To start off with, this past summer there was a nice find of amethyst at Jackson's Crossroads in Wilkes County, Georgia, and they were available at Mountain Gems and Minerals. The color is really good, but as you can see, I'm still only at 4 figures.

Gold, of course, is always good for a nice price, and this native gold from Mineral Exploration Services at Lehigh Minerals is no exception. But we're still only at 4 figures.

Next, I was off to see Jordi Fabre at Fabre Minerals, one of Spain's premier dealers.

He had some really beautiful items, including this aquamarine in the high 4 figures.

Another nice piece was this rhodochrosite from the classic location of the Sweet Home Mine, from Isaias Casanova at IC Minerals. Amazing color!

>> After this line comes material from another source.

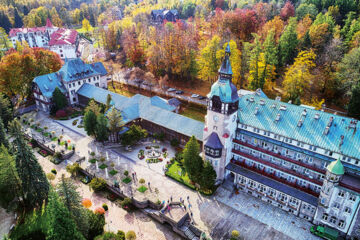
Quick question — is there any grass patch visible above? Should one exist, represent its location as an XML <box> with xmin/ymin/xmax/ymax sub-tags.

To get to 5 figures, I went to Matrix India, where M. F. Makki had this really gigantic green apophyllite on stilbite from Momin Akhada, near Rahuri, Ahmednagar District, Maharashtra State, India. These deposits are often found when wells are being dug.

It's hard to tell from the photo, but this specimen is the size of a small refrigerator!

But to get to 6 figures, I had to go to Ausrox, where an amazing Pakistani aquamarine was on sale for $100,000. A little out of my price range!

Whew, all those expensive minerals have me exhausted. Now it's time to go see some rare ones.

The goal of the species collector is to have an example of every known mineral. Since there are more than 4,000 minerals currently known, with dozens of new ones found each year, this can be a real challenge. Luckily, at Tucson there are people to help.

Tony Nikischer runs Excalibur Mineral Corporation. He brought over 3100 different species to Tucson, and was kind enough to let me look through his flats of rare minerals. He also does mineral analysis, and edits Mineral News. There's even a mineral named after him! Here's his smiling face:

And another nice gentleman is Dr. Jaroslav Hyršl, co-author of the wonderful reference book Minerals and Their Localities. He's also got lots of rare species, mostly from Europe, and is very knowledgeable and friendly.